Рядом с Ардатовым разговаривали две дамы. Одна в свои сорок пять подражала манерам юных кокеток из кинематографа, ее чувственный рот был подведен темно-красной помадой с тщательностью, свидетельствующей об ужасающем себялюбии; дама рассказывала, что это ужасно, мой муж уехал на машине, чтобы увезти мебель, старую мебель, понимаете, это же деньги, я бы себе не простила, нет, никогда бы не простила, если бы оставила в доме пятнадцать кило кускового сахара, и потом, будет ли скорый поезд, говорят, на вокзалах беспорядки, я стану неврастеничкой со всем этим, о Господи! И мой зять не пишет уже две недели, он был на укреплениях Тионвиля… Этот сахар, знаете ли (шепелявый голос поднялся на октаву, чтобы слышали все), мы откладывали его из пайков, да, из пайков, но нам с Моникой все не унести, пятнадцать кило, и не найти носильщика, вы представляете, ничего не организовано, мадам, нет такси, не от кого ждать помощи! Хорошо же нами управляли, нечего сказать. Как низко мы пали, мадам Амеде!
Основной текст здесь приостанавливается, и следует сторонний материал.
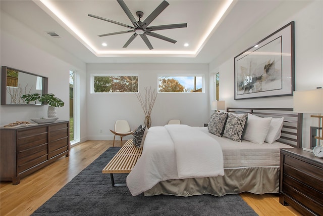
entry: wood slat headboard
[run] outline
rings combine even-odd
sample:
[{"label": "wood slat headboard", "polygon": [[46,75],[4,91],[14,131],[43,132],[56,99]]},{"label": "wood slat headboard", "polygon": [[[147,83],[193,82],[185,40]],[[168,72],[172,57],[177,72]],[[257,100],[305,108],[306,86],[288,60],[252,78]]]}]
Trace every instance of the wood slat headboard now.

Мадам Амеде, толстощекая, с твердой линией рта и пухлыми розовыми губами, ответила, что да, мы низко пали. «Вот в моем доме…» И она принялась жужжать про евреев и иностранцев. Третья женщина, молодая, с прямым носом и бегающими глазами, в изящной шляпке, надвинутой сбоку на Лоб, поймала взгляд Ардатова, и он словно догадался, о чем она мысленно пыталась ему сообщить: «Простите их, месье, за то, что они такие, они просто не могут иначе, простите и мне, что я не такая, как они, и это тешит мое тщеславие, я терплю их и не могу с ними порвать…» Ардатов отвел взгляд. Мадам Амеде произнесла: «Дай Бог, чтобы кара Его очистила нас!» И посмотрела вокруг с надменным вызовом.

— И правда, кара, — пробормотал мужской голос, растягивая слова. — Уж точно не праздник, ясное дело… Вы не согласны, месье?
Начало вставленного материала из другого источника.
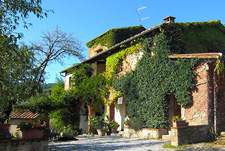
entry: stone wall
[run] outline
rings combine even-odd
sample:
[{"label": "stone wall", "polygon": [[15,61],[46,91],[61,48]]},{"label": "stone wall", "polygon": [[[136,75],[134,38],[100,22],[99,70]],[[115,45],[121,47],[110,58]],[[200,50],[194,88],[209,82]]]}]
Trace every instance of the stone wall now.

Человек в старой фетровой шляпе, с вислыми усами и помятым лицом повернулся к Ардатову, который дружелюбно ответил:

— А как же!

Попутчик подмигнул. У него были большие черные зрачки и желтоватые белки глаз с красными прожилками лопнувших сосудов.

— А куда, вы думаете, девались последние двадцать лет миллиарды на национальную оборону? Это ведь не кусковой сахар, который растворяется в чашке чая. А штабные хлыщи — они просто гениально себя проявили, да? Определенно, милые люди, которые объедались птифурами на светских раутах, о некоторых вещах думать не думали…

В вагон ввалилась толпа в мундирах. И, хотя солдаты молчали, люди заметили невероятную вещь. Под плакатами, запрещающими курить, «даже “Житан”[51]», они спокойно дымили трубками, набитыми черным алжирским табаком. Они откровенно бравировали нарушением дисциплины. Какой-то министерский чиновник, чье лицо со скошенным подбородком точно выцвело в свете ламп под зелеными абажурами, негнущимся пальцем указал им на плакат. «Не надо, старина, — любезно ответил ему молодой хулиган в каске, дергая кадыком при каждом слове, — правительства больше нет. Слиняло правительство. Дошло, гражданин?» Худые, поросшие щетиной, искаженные тяжкой усталостью лица изобразили притворный ужас. Ничего больше не осталось от решений префектов, запретов курить и мочиться у общественных зданий, от всего того, что призваны были обезопасить эти запреты…

Два потока человеческой магмы, столь плотных, что, казалось, не способны ни шелохнуться, ни рассосаться, застыли на платформах станции «Данфер-Рошро» — остатки наэлектризованных толп, чье молчание, тихое пошаркивание, внимательные глаза, напряженные затылки, плечи, согнутые под тяжестью ноши, свидетельствовали при всей их неподвижности о лихорадочной спешке. Наплыв людей заставил покачнуться и без того переполненный поезд.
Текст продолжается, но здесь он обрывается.